I watched this entire episode from March of 1958 of "Queen For A Day" the other day (one of only eight that remain -- the rest were erased). It was probably the first time I had seen it, for this would not have been a program my mother would have watched. Mired as we have been for years in confessional reality TV and exploitative talk shows and the 15 minutes of fame so many seem to crave, seeing "Queen For A Day" was genuinely an entirely different experience. It is completely bizarre, jumping from a tired-looking, twin-set-wearing mother's stoic plea for a hospital gurney so that her son with polio could go outside for fresh air, to a fashion show of current ladies' styles, to the amazing merits of a deep freezer, to another story of a young mother whose husband was shot and killed in a hunting accident and desperately needed training to be able to get a job to support her daughters.

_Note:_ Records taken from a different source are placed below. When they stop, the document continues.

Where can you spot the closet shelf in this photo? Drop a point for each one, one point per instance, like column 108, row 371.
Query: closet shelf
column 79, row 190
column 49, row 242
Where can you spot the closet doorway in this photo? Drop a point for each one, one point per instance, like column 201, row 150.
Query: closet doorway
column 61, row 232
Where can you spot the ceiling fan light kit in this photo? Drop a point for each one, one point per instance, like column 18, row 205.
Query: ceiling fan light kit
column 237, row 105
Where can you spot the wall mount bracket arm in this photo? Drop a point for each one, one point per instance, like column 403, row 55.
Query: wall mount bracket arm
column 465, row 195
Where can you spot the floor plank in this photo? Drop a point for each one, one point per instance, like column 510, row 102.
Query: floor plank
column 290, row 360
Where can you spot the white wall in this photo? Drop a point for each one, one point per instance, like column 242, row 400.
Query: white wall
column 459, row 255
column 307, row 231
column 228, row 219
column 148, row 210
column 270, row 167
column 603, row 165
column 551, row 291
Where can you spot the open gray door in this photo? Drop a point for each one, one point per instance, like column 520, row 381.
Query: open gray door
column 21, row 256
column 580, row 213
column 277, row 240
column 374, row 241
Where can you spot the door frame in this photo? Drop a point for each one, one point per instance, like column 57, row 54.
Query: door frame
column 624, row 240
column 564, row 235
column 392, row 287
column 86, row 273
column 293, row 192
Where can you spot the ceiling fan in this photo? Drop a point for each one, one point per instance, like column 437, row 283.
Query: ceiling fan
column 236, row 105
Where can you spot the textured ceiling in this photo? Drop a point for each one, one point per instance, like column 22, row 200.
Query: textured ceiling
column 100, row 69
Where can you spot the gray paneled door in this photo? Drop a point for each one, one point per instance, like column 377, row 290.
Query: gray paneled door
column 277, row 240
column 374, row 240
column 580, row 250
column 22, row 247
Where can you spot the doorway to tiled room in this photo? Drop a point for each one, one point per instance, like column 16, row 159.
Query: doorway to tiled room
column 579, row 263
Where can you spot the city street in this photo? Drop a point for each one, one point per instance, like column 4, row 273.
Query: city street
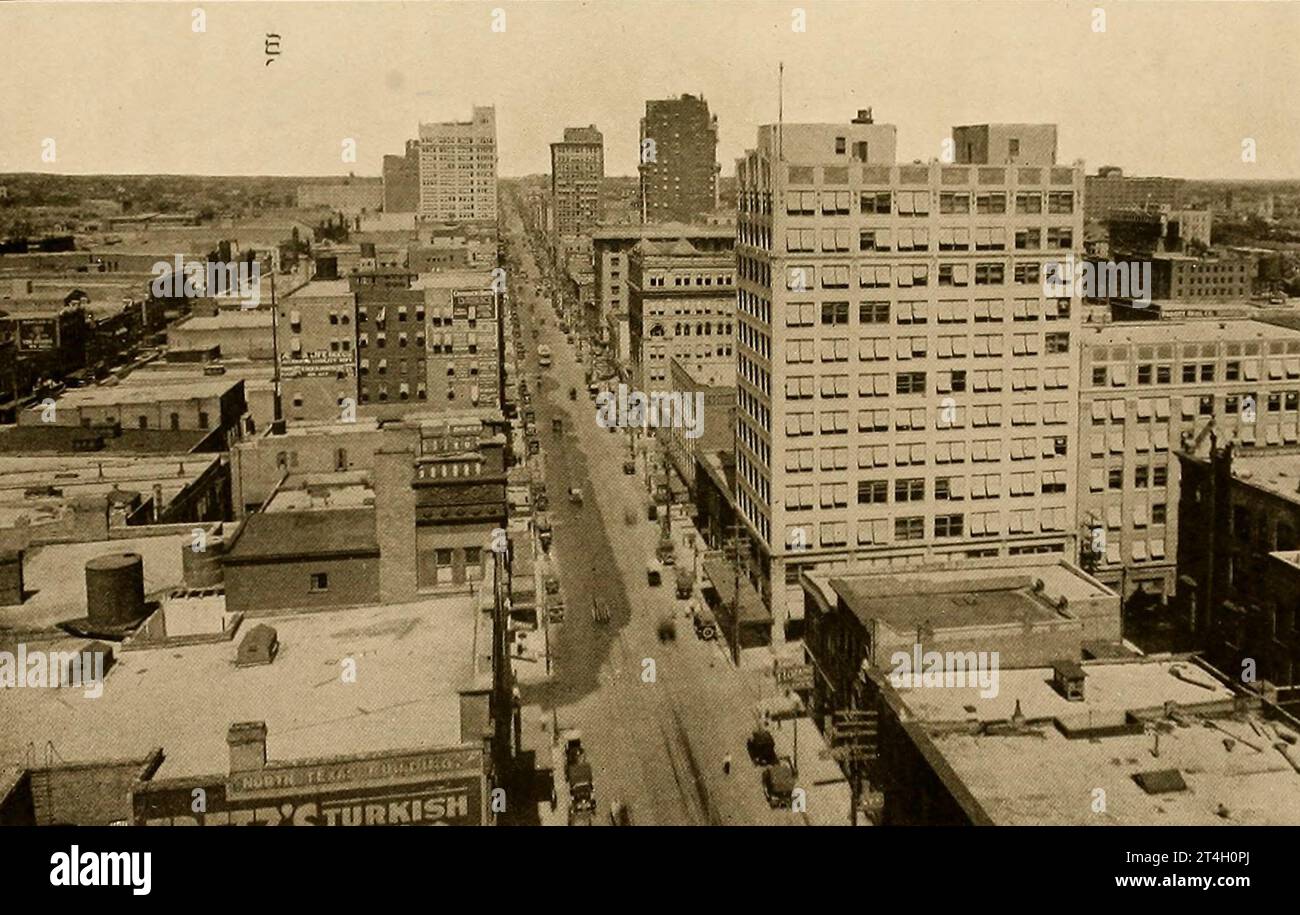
column 657, row 718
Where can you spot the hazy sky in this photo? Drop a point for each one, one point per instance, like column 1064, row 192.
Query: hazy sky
column 1166, row 89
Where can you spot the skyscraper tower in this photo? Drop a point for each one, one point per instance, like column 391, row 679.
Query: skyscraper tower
column 677, row 160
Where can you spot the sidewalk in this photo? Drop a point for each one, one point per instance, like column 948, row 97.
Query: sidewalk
column 827, row 789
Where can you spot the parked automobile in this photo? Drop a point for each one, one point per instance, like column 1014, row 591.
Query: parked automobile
column 619, row 814
column 779, row 784
column 685, row 582
column 762, row 747
column 664, row 553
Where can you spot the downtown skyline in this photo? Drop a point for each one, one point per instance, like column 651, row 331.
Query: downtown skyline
column 1155, row 94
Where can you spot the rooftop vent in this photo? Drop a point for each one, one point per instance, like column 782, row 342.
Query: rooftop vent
column 1067, row 679
column 1161, row 781
column 258, row 647
column 247, row 742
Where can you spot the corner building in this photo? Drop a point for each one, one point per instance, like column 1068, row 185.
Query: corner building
column 905, row 389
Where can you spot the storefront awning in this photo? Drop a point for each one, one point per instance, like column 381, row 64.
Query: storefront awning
column 722, row 579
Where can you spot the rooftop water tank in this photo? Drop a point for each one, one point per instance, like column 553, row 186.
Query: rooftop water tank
column 115, row 589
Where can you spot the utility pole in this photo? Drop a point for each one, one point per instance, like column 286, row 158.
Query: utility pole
column 736, row 589
column 853, row 740
column 502, row 702
column 277, row 424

There are no tears or histrionics or sad, swelling music. What got to me was the contestants' demeanors in the context of the times. In 1958, women's choices in life were still so few. The overwhelming majority married early, had children, and were expected to remain homemakers for the rest of their lives. Whether by choice or default didn't matter much. Women were second-class citizens, and most completely dependent upon their husbands for survival. As much as they try (and succeed) keeping their composure onstage, the "Queen For A Day" contestants seem deeply shamed and depressed, humiliated that they must ask a group of strangers to clap for their awful lives or order to get the gurney or the cosmetology class or wood to build two sets of bunk beds for the 4 little girls who share a bed in their young parents' trailer home. But they ask, because they need better for their children and have nowhere else to turn but a stupid Hollywood TV show.

It made me kind of sick to see the audience clap meter, spectacularly crass and cruel. The winning "Queen" is of course actually the "Queen of Having The Worst Life," and there is not much smiling going on at the end. What in the hell is there to smile about when the only reason you are holding roses and getting a sewing machine and a set of new cookware along with your cosmetology class is that your husband got his head blown off? Congratulations, Queen, the show says, we'll grant your little wish and cheer up, why don't you? What woman wouldn't be thrilled to have all this kitchen crap? Don't you worry your pretty little head about your troubles anymore, dearie -- here's a new sailor-style midi blouse and capri pants! I understand that these were still early days of television and that the sponsors were going to hawk their domestic wares to a captive audience. But it's all still so blind to how crushing it must have been to swallow pride, ask for help, and then not get enough goddamn claps. You go back to your misery, worse off than you were before for asking and being denied, hopes raised and then dashed in front of the world. You go back and your kid is still sick, your life sucks, and you have no way out. And the "Queen?" She's still a second-class citizen, and will remain so after the klieg lights are turned off and the audience files out.

I hope that in October of 1964, perhaps times were changing enough for women that "Queen For A Day" lost its appeal, a relic from a time I'm glad I never had to live through as an adult.